To będzie chyba historyczna,najkrótsza opisana wycieczka na tym forum.Rano telefon od organizatora z zapytaniem.Marku,mocno pada,idziemy ? Nie wymiękasz ? Nie wymiękam,ja stary zawodnik

.Pociąg odjeżdża,

a my zaczynamy i idziemy do Rabki.

Jak się bawić to z fantazją.

Widoki słabe.Pada bardzo mocno.Z plecaka wyciągam parasol.Przezorny ubezpieczony.Kolega Artur zdziwiony.Kierunek.

W prześwitach Jordanów,po lewo od wieży kościoła widać przekaźnik na Luboniu Wielkim.

Na szlaku.

Z tego co pamiętam,tu kiedyś był piękny kamienny wiadukcik.Szkoda,że go nie zostawili.

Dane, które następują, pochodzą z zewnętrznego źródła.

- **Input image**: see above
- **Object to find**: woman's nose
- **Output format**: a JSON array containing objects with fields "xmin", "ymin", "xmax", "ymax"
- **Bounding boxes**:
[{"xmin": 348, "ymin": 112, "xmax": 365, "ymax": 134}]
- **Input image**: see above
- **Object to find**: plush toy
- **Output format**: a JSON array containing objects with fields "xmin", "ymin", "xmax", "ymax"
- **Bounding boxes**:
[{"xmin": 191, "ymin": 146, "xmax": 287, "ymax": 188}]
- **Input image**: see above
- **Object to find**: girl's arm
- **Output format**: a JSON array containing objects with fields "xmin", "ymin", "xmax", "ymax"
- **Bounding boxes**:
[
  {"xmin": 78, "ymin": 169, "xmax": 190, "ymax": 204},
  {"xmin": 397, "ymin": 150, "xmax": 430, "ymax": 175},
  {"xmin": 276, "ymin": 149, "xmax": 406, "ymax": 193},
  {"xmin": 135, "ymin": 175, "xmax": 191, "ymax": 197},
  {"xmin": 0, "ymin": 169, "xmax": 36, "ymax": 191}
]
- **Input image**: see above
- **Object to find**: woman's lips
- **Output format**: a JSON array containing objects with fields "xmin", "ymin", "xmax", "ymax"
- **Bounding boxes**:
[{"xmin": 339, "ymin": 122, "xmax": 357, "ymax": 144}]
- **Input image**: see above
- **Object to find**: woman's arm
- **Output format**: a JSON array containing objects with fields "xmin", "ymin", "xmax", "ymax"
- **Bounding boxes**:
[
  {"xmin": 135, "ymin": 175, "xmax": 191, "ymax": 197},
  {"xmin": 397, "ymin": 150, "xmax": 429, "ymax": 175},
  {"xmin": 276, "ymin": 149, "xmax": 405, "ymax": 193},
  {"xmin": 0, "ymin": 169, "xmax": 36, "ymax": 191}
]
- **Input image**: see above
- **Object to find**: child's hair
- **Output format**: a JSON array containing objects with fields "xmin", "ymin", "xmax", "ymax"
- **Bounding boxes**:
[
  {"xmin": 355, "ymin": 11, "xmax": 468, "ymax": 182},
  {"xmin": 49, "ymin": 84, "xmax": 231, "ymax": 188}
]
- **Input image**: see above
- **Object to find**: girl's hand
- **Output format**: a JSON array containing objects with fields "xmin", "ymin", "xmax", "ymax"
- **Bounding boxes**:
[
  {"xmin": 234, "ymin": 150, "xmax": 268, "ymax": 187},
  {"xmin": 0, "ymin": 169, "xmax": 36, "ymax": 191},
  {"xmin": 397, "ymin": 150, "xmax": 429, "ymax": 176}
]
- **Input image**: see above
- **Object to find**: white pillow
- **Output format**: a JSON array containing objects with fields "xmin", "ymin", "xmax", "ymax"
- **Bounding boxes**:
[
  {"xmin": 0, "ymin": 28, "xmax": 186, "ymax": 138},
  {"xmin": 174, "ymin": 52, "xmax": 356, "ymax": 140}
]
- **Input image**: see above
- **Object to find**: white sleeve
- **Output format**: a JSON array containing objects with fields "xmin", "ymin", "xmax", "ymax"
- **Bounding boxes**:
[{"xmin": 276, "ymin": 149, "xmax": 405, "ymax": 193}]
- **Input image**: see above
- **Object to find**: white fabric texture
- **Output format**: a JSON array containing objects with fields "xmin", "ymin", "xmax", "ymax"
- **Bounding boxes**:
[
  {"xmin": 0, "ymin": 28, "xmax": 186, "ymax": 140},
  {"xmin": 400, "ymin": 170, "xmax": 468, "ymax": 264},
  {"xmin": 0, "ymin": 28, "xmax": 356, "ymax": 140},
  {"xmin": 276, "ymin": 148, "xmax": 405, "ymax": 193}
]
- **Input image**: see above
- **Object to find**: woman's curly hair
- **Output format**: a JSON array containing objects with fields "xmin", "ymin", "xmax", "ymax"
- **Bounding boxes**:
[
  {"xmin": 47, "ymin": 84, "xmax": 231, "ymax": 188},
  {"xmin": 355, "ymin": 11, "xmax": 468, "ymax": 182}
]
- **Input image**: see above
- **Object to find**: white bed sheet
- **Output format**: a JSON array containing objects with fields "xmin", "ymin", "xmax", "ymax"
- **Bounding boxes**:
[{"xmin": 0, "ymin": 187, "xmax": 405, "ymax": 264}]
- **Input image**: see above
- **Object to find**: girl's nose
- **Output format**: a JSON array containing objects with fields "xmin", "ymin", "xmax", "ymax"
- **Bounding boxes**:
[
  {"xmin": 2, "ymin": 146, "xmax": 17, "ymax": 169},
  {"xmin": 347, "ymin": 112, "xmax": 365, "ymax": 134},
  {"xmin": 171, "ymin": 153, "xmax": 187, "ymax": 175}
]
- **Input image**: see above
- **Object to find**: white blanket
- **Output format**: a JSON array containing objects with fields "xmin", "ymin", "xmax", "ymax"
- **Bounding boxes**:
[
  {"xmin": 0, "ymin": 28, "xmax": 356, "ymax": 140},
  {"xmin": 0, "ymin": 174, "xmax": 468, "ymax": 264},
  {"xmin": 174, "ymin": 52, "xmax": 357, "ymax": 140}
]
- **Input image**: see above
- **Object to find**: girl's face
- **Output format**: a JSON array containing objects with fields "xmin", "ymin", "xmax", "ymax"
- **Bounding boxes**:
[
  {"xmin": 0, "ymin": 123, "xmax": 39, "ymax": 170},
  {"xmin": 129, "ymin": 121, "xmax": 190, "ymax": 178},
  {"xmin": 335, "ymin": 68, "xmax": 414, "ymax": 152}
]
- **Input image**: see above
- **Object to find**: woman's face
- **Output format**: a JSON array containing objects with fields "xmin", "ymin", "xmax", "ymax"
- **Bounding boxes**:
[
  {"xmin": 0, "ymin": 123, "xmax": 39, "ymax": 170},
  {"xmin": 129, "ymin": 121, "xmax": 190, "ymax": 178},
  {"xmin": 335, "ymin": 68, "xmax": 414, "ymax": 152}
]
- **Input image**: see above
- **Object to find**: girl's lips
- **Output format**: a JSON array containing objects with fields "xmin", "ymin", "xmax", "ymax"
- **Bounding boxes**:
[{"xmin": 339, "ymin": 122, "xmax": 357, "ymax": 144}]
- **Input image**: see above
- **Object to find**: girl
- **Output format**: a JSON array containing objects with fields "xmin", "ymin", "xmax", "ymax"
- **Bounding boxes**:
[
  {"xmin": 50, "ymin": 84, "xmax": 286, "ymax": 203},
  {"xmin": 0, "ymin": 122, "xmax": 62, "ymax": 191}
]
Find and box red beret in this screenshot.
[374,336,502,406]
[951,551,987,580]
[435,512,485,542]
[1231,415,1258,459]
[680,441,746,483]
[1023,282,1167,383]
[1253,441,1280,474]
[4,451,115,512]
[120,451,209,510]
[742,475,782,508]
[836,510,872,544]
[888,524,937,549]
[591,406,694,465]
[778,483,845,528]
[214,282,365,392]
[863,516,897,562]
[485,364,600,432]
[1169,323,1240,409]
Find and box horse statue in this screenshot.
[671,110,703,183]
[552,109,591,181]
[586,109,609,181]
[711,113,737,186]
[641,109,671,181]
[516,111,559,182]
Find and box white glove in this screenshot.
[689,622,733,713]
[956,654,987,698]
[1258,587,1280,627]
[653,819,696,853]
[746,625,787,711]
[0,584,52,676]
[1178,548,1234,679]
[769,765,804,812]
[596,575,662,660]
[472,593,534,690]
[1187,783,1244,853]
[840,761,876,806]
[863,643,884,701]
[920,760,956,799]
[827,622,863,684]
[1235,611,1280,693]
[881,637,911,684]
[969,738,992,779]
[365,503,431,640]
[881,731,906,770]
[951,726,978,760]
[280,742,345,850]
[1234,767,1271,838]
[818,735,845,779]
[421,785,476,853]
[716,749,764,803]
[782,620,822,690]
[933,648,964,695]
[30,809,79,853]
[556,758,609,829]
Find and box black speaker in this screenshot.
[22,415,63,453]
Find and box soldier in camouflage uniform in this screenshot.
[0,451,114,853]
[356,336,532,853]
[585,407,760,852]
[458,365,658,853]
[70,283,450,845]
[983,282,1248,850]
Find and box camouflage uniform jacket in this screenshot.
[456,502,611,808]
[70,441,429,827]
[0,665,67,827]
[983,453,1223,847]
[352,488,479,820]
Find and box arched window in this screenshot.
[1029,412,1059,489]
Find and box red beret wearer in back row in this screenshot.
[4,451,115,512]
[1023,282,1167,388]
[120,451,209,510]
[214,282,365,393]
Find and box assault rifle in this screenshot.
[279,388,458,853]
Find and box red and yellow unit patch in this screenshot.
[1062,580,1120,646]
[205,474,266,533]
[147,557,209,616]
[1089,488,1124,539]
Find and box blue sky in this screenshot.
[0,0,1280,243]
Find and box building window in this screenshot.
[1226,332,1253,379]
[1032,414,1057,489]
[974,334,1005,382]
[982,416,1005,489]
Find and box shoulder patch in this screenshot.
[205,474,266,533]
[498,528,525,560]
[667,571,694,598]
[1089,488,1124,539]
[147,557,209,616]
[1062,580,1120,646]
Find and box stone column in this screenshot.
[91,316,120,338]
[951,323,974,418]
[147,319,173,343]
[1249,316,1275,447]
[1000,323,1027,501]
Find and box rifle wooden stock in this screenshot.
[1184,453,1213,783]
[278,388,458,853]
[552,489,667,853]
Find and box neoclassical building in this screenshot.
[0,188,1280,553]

Zbliżamy się do centrum Jordanowa.Kolega coraz bardziej milczący,przemoczony,coś szuka w telefonie.Tu fragment XIX w.zabudowy miasta.



Jordanowskie murale.


W Jordanowie pada hasło,za chwilę mamy pociąg do Suchej.Teraz ja pytam,wymiękasz? Tak oto nie dotarliśmy do Rabki.Temu lubię sam chodzić po górach.